Sent from Petguide.com Free App


----------



## RuthMill (Jun 30, 2012)

lady amanda said:


> Can you imagine the teasing that is done to their coat to look that poofy and round. I thought the first dog was a felted miniature
> 
> Sent from Petguide.com Free App


Had to look felted miniatures up.. had never heard of them! Theres one half way down this page..
https://www.etsy.com/market/cockapoo


----------



## Marzi (Sep 17, 2012)

I wonder how long it takes to achieve that look - I definitely prefer the 'dragged through a hedge backwards' look.


----------



## DB1 (Jan 20, 2012)

wilfiboy said:


> Goodness me I thought you were joking, I didn't think it was him. I wonder how long it would last.
> 
> ........ Oooo I love my Japanese boy





Peanut said:


> Is he still talking to you?


You guys do know its not really him don't you?!!




Marzi said:


> I wonder how long it takes to achieve that look - I definitely prefer the 'dragged through a hedge backwards' look.
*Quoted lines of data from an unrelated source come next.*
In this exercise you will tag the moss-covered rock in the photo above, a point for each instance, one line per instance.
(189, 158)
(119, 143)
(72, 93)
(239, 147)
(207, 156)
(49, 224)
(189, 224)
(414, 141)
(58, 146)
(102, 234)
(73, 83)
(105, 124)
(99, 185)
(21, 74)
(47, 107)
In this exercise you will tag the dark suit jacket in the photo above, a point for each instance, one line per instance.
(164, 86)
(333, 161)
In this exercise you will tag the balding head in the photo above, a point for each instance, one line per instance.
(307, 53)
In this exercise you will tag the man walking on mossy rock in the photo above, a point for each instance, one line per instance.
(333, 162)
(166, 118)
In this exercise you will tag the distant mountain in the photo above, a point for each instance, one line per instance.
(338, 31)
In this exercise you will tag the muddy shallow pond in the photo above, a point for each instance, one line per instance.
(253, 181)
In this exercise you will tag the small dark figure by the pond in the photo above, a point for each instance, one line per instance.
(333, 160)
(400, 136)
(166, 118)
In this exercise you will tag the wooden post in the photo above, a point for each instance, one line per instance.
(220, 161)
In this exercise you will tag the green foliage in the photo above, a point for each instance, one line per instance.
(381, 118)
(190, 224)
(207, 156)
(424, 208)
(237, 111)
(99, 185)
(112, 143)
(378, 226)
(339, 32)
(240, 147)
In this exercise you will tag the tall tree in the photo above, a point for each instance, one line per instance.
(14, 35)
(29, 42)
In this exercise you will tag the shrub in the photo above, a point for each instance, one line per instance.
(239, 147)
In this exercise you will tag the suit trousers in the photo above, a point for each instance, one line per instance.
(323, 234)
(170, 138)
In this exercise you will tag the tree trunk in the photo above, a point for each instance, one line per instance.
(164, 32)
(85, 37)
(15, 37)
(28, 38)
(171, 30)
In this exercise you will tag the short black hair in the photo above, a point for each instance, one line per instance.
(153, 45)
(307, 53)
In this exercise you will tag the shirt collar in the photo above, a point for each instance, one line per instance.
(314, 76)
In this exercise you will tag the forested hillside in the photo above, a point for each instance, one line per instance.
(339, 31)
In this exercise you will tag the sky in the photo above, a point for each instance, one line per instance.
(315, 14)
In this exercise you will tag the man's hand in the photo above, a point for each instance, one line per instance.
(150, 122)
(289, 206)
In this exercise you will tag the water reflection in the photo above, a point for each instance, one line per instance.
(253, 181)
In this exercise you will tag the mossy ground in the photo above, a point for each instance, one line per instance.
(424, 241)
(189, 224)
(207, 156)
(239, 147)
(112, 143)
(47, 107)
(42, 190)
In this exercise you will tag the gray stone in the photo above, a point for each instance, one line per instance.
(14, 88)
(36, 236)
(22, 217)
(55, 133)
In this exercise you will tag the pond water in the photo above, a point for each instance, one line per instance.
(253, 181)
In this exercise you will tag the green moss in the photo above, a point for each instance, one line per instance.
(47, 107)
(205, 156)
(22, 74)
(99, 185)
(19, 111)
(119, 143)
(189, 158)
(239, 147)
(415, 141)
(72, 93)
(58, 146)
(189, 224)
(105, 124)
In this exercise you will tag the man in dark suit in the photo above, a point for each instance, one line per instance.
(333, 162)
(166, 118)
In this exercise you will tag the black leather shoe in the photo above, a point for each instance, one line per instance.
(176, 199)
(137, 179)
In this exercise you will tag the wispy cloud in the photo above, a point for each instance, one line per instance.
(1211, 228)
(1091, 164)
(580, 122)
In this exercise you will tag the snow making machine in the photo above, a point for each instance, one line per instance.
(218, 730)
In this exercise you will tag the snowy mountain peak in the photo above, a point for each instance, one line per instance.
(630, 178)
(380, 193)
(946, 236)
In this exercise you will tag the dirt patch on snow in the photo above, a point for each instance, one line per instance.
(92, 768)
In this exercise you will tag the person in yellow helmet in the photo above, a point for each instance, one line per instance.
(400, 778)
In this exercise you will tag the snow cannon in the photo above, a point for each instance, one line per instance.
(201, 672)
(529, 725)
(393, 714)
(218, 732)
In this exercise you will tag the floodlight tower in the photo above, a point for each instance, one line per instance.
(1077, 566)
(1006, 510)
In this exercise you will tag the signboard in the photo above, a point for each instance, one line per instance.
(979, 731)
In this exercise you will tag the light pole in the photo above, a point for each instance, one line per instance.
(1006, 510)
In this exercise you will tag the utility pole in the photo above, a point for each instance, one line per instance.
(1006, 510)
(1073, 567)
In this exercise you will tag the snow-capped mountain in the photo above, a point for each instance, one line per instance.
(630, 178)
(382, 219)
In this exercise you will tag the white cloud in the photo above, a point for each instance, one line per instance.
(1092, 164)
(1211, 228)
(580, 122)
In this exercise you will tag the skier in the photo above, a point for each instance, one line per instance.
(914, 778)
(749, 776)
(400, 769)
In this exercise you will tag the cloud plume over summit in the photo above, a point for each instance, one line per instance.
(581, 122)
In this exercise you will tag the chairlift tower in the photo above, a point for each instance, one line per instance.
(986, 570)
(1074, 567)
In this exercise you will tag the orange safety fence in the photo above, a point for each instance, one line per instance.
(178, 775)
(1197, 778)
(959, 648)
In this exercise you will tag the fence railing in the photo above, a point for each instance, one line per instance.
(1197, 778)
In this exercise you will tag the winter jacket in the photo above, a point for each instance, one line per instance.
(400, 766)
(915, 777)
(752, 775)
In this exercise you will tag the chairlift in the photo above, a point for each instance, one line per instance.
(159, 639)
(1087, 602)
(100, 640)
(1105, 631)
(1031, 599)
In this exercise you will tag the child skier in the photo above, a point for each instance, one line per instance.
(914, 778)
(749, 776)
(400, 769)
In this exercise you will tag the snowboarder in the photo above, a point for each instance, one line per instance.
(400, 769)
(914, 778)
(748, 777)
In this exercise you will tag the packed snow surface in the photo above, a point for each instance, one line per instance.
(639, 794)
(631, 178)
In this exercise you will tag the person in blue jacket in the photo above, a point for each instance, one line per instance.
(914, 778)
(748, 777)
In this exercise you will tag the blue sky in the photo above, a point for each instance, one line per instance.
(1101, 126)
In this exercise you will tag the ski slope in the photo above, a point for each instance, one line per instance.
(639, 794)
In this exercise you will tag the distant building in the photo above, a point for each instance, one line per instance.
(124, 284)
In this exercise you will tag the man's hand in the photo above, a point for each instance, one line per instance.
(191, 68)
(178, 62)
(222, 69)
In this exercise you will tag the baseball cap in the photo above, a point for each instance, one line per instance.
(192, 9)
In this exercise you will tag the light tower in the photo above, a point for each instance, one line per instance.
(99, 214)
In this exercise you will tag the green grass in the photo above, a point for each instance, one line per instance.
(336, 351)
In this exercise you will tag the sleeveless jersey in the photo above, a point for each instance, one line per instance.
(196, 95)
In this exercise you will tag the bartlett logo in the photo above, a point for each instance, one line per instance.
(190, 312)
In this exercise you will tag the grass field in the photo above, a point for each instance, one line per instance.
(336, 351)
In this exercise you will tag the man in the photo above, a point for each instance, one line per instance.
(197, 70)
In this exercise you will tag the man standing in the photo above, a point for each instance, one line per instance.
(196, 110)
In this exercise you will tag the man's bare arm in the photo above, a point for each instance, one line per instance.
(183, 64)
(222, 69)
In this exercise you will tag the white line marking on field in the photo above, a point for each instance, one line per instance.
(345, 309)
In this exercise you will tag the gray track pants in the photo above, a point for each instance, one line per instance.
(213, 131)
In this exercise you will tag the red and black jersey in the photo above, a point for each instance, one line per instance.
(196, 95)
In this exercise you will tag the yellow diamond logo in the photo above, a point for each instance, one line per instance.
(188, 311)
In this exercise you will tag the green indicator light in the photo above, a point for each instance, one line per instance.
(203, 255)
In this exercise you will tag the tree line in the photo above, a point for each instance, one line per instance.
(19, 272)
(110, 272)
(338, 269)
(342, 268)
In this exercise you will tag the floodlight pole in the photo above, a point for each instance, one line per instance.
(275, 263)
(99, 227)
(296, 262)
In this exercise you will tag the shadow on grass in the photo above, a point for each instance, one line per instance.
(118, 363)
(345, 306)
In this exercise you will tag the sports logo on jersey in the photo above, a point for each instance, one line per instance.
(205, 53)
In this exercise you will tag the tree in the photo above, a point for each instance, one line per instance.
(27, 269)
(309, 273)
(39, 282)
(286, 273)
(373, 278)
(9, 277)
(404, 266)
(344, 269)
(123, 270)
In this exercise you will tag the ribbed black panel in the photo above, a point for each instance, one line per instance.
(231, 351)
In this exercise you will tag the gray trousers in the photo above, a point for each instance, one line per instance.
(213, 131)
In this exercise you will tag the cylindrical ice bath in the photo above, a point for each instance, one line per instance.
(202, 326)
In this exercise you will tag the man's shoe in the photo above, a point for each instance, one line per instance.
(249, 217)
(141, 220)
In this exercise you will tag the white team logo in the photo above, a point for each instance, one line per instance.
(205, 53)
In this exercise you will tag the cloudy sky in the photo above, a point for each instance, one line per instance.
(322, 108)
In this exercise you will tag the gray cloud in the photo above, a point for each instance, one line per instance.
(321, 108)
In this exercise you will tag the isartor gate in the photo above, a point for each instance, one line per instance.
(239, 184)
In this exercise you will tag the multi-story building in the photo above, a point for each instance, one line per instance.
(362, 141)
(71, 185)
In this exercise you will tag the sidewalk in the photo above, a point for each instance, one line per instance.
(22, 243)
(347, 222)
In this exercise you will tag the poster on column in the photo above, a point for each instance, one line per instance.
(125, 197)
Marzi what are you trying to say about my usual standard of grooming?!!!


----------



## Yogi bear (Feb 25, 2013)

Nooooo Dudley I'm protesting on your behalf! No Japanese hair do please, he's perfect just the way he is 


https://www.facebook.com/SeymourTheRedCockapoo


----------



## DB1 (Jan 20, 2012)

Yogi bear said:


> Nooooo Dudley I'm protesting on your behalf! No Japanese hair do please, he's perfect just the way he is
> 
> 
> https://www.facebook.com/SeymourTheRedCockapoo


Thanks, I see Seymour's coat is growing well now, are you going to let him have a full muzzle again? i'm guessing you will keep his coat a manageable length now?


----------